The purpose of the office, which the report identified as its primary recommendation, would be to support the development, production and marketing of Indigenous features, short films, television and digital media content. In addition, the office would support script development, administer funding and facilitate relationships between Indigenous industry members and distributors, broadcasters and funding agencies.

The report indicated that in order for the office to be effective, the CMF, CBC, Telefilm, NFB, APTN and other industry stakeholders would need to collaborate to create a mandate for developing Indigenous producers, writers and directors.

In compiling its findings, Marcia Nickerson, on behalf of the CMF, engaged a number of Indigenous writers, directors, and producers, as well as broadcasters and funders over the course of six months during 2016.

The report highlighted a number of barriers for Indigenous members working in the the industry today, including difficulty in accessing distribution and funding, a lack of Indigenous representation in key decision-making positions within the industry and a lack of professional development opportunities.

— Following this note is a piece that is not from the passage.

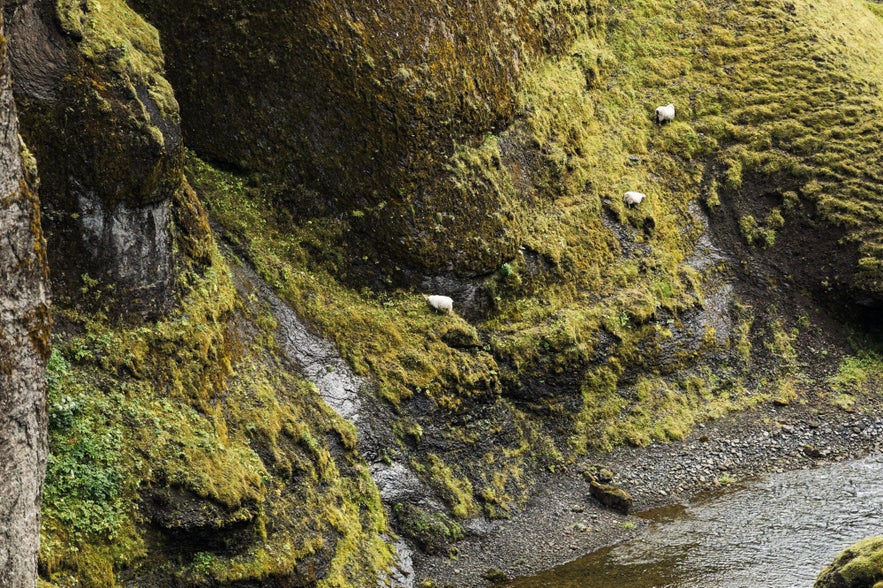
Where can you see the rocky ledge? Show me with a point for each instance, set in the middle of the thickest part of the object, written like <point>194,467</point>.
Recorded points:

On the funding front, the report said the current framework does not address the costs associated with creating content in Indigenous communities. Namely, geography and accessing Indigenous language holders. The survey also advised pooling all Indigenous-dedicated media funding into a single Indigenous Screen Fund, which would be governed by Indigenous people. As well, the report said both the CMF’s Convergent and Experimental  streams should be changed to include Indigenous components.

In terms of distribution, the report indicated that the Canadian broadcast system is not fairly representing Indigenous programming. “Mainstream broadcasters have not acted on their responsibilities under the Broadcasting Act to reflect Indigenous content,” the report read. “The mainstream industry is viewed as exclusionary, ghettoizing Indigenous creators to APTN as the place for Indigenous storytellers.”

A solution offered in the report would be for the CRTC to change the licensing agreements for broadcasters, incentivizing and requiring them to air a greater quantity of Indigenous content. The government could also offer tax credit incentives to encourage broadcasters to increase their distribution on Indigenous-created content.